After I feed them mealworms daily for 1 week, one of my tinctorius start to stop moving and eating, standing on same place the whole day, head down on chest.I isolated it in a clean box and watched it, let it bath with electrolytes, but no sign to recover. I didn't found any shit in the box even it ate a lot when it was healthy and its abdomen was bulgy all the time. Then I let it bath with electrolytes and thiamphenicol and metronidazole, and even feed a little thiamphenicol and metronidazole into its mouth, but eventually I got nothing but speeding up its death...

Not long after the fist dead, the second frog came out with the same symptoms. This time I didn't force to feed it medicine just bath, hoping it can recover by itself, but it still dead. Last week, the third...It is indeed sadly and hopeless

I couldn't found any vet who is familiar with amphibians around me, so I had to cut the body off by my self, i mean to anatomy, but far from professional. From the anatomy, i found a part of bowel is become black. 

Is this the reason of death?
What kind of antibiotics shall I use? 
Is that happen because of instable change of temperatue and over feed?

I hope somebody can told me.


----------



## Reef_Haven (Jan 19, 2011)

Can you check the feet on the other frog? Possibly a bacterial infection. Looks similar to what happens with Terribilis when they get foot rot. I can't comment on the color of the bowel.


----------



## sopp2000 (Aug 14, 2012)

Reef_Haven said:


> Can you check the feet on the other frog? Possibly a bacterial infection. Looks similar to what happens with Terribilis when they get foot rot. I can't comment on the color of the bowel.
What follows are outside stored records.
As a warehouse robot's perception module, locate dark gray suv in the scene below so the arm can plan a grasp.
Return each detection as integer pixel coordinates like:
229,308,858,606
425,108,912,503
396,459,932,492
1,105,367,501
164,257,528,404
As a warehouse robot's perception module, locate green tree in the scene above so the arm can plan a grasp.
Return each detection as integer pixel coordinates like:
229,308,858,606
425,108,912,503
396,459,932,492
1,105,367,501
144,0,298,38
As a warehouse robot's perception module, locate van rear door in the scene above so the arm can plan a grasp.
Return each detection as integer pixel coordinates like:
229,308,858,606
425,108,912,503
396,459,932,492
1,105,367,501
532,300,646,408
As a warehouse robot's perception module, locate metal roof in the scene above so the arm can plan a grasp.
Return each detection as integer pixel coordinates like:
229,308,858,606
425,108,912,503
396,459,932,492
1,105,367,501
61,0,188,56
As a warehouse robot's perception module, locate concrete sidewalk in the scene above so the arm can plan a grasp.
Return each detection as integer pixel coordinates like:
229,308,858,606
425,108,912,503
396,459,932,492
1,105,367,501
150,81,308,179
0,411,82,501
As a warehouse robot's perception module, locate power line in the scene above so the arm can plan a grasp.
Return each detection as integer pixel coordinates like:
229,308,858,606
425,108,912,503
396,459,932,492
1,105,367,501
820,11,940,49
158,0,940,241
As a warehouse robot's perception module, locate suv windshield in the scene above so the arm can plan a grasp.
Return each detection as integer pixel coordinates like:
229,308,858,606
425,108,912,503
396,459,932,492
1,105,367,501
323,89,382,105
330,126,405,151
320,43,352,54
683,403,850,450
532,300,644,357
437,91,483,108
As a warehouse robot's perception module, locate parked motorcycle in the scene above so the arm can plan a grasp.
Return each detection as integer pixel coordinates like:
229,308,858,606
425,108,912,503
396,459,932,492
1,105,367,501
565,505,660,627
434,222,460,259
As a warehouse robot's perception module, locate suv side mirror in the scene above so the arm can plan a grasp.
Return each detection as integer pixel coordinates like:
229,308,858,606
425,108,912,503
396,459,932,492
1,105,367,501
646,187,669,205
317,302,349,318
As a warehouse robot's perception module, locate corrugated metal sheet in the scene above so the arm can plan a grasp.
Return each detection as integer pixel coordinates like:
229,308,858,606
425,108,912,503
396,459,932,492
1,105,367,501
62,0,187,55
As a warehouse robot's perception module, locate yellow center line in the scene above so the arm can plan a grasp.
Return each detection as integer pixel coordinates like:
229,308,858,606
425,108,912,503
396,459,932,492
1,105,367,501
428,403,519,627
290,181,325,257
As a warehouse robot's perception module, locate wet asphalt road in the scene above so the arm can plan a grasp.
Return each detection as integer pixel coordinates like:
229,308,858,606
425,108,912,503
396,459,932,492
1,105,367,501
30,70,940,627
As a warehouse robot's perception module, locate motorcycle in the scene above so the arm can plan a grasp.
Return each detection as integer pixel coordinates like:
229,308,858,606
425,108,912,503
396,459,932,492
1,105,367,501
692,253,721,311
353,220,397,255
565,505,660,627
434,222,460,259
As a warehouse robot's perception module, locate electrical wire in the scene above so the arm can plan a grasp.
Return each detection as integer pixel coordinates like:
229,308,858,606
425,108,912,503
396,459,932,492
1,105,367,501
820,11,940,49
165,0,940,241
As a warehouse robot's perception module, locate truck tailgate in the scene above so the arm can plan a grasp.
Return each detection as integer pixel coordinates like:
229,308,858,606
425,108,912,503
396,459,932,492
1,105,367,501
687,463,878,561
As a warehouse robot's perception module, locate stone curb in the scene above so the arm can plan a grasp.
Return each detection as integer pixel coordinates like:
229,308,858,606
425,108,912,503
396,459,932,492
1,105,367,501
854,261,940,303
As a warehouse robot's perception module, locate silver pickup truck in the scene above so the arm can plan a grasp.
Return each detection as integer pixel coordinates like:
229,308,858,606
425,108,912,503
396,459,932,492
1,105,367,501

It was blooding on the feet when I found the body. But I didn't remember if it was already blooding when the frog was sick but still alive. Do you think it is "Red Leg Symptoms"?


----------



## tardis101 (Apr 11, 2012)

If the frogs were not passing poop, it sounds like an impacted bowl to me. The black part could be the mealworms stuck in the intestines. Are you still feeding meal worms? If I recall correctly mealworms have a lot of chitin in them. I only feed them occasionally. Are you back on fruit flies?


----------



## tongo (Jul 29, 2007)

From your description it seems like your frogs were doing well until you began feeding mealworms. They probably could not digest them properly.


----------



## sopp2000 (Aug 14, 2012)

tardis101 said:


> If the frogs were not passing poop, it sounds like an impacted bowl to me. The black part could be the mealworms stuck in the intestines. Are you still feeding meal worms? If I recall correctly mealworms have a lot of chitin in them. I only feed them occasionally. Are you back on fruit flies?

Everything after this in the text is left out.